Sexual Sabotage
By Judith A. Reisman, Ph.D.

Matt C. Abbott
July 7, 2010
© Matt C. Abbott
Reproduced with Permission
RenewAmerica

Judith A. Reisman, Ph.D., is a noted researcher and author who has battled the vast sex industry and has exposed the true and terrible legacy of one of the sexual revolution's chief architects, Alfred Kinsey. Below is a substantial excerpt (minus endnotes) from chapter one of Dr. Reisman's new book Sexual Sabotage: How One Mad Scientist Unleashed a Plague of Corruption and Contagion on America. Many thanks to Dr. Reisman for allowing me to reprint her material. -Matt C. Abbott


Sexual Sabotage

By Judith A. Reisman, Ph.D.

"Mother's Flags" hung in the windows of most homes in my neighborhood in 1942. Walking past them, I knew that when a blue star was replaced with a gold one, another son or daughter had died to protect me and my country. My gratitude and sense of obligation began then, as 416,800 soldiers died, sixteen million fought under arms, and millions of stateside Americans shouldered the burdens of war.
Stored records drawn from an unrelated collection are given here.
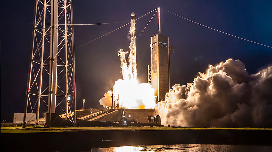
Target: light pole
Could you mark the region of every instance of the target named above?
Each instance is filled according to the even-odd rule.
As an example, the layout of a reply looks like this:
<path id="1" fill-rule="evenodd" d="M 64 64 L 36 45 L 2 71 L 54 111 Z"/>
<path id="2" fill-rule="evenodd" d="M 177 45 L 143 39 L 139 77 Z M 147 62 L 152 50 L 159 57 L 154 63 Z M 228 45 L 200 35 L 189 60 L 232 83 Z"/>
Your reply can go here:
<path id="1" fill-rule="evenodd" d="M 69 106 L 69 100 L 70 100 L 70 97 L 67 97 L 67 100 L 66 101 L 66 104 L 65 105 L 65 120 L 67 120 L 68 117 L 68 108 Z"/>
<path id="2" fill-rule="evenodd" d="M 82 110 L 84 110 L 84 103 L 85 103 L 85 99 L 83 99 L 83 103 L 82 104 Z"/>

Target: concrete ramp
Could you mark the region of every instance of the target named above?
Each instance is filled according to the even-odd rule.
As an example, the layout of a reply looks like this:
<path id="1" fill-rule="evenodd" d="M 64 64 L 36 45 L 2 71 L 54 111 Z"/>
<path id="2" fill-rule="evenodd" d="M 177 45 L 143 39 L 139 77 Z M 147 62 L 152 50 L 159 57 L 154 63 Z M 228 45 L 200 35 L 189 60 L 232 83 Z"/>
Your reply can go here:
<path id="1" fill-rule="evenodd" d="M 147 116 L 157 115 L 154 109 L 118 109 L 112 112 L 108 112 L 91 119 L 82 119 L 88 121 L 103 122 L 118 122 L 123 117 L 128 120 L 134 121 L 141 123 L 148 123 Z M 130 116 L 130 117 L 129 117 Z"/>

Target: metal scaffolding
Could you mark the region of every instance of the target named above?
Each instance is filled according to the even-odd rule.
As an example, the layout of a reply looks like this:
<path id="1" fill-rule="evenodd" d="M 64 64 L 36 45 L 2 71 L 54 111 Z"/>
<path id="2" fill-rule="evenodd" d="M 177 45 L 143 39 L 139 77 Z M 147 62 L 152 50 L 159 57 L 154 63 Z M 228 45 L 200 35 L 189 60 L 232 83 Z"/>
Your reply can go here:
<path id="1" fill-rule="evenodd" d="M 150 85 L 152 85 L 152 67 L 149 67 L 149 65 L 147 65 L 147 82 Z"/>
<path id="2" fill-rule="evenodd" d="M 47 123 L 50 127 L 55 120 L 51 120 L 50 114 L 64 113 L 66 119 L 75 126 L 73 16 L 71 0 L 35 1 L 24 126 L 28 111 L 36 113 L 37 124 L 40 115 L 44 117 L 47 113 Z M 68 117 L 70 107 L 74 112 L 70 110 Z"/>

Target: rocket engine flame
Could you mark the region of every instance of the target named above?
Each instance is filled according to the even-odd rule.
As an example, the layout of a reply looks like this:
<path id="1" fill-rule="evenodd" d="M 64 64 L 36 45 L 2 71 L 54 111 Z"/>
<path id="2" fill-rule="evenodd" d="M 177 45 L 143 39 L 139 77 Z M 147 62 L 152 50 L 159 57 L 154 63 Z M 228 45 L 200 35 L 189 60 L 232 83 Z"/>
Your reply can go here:
<path id="1" fill-rule="evenodd" d="M 174 85 L 156 105 L 162 124 L 272 127 L 272 66 L 250 75 L 229 59 L 198 75 L 187 86 Z"/>
<path id="2" fill-rule="evenodd" d="M 155 90 L 148 83 L 139 84 L 137 78 L 136 26 L 134 13 L 131 14 L 131 17 L 128 62 L 127 62 L 125 55 L 128 52 L 121 49 L 118 55 L 120 56 L 123 79 L 120 79 L 115 81 L 113 86 L 115 90 L 113 101 L 119 98 L 118 102 L 119 108 L 154 109 L 155 106 Z M 104 97 L 99 101 L 101 105 L 111 106 L 112 93 L 112 91 L 109 90 L 104 94 Z"/>

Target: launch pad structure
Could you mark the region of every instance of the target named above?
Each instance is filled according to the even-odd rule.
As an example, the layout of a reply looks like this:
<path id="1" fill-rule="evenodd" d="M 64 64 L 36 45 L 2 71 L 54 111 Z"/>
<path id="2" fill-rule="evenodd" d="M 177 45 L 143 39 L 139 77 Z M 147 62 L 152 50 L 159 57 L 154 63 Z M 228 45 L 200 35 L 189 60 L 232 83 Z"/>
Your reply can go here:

Little did we know that, having survived the enemy forces in Europe, Africa, Asia, and the Pacific Ocean, our heroes would come home only to be sabotaged, betrayed by a cult of American draft dodgers lounging on the grassy slopes of Indiana University.

There, strolling along the tree covered green campus and the undisturbed wilderness of Dunn's Woods, Alfred C. Kinsey, a zoologist, studied gall wasps, taught classes, conducted "sexual research," and, in 1948 and 1953, published reports that defamed our heroes, their families, and everything they fought and died for. With a cadre of devoted followers, this "scientist" lied about our forebears and slandered the World War II generation as promiscuous, adulterous, homosexual, and even bestial. Abundant evidence proves that these sexual perversions reflected the activities and character of the Indiana University professors  not of our accused World War II fighting men and women. Nonetheless, this false "statistical survey" of the morals of World War II Americans would be believed and relied upon for generations to come. Indeed, it continues to seduce our nation, even today.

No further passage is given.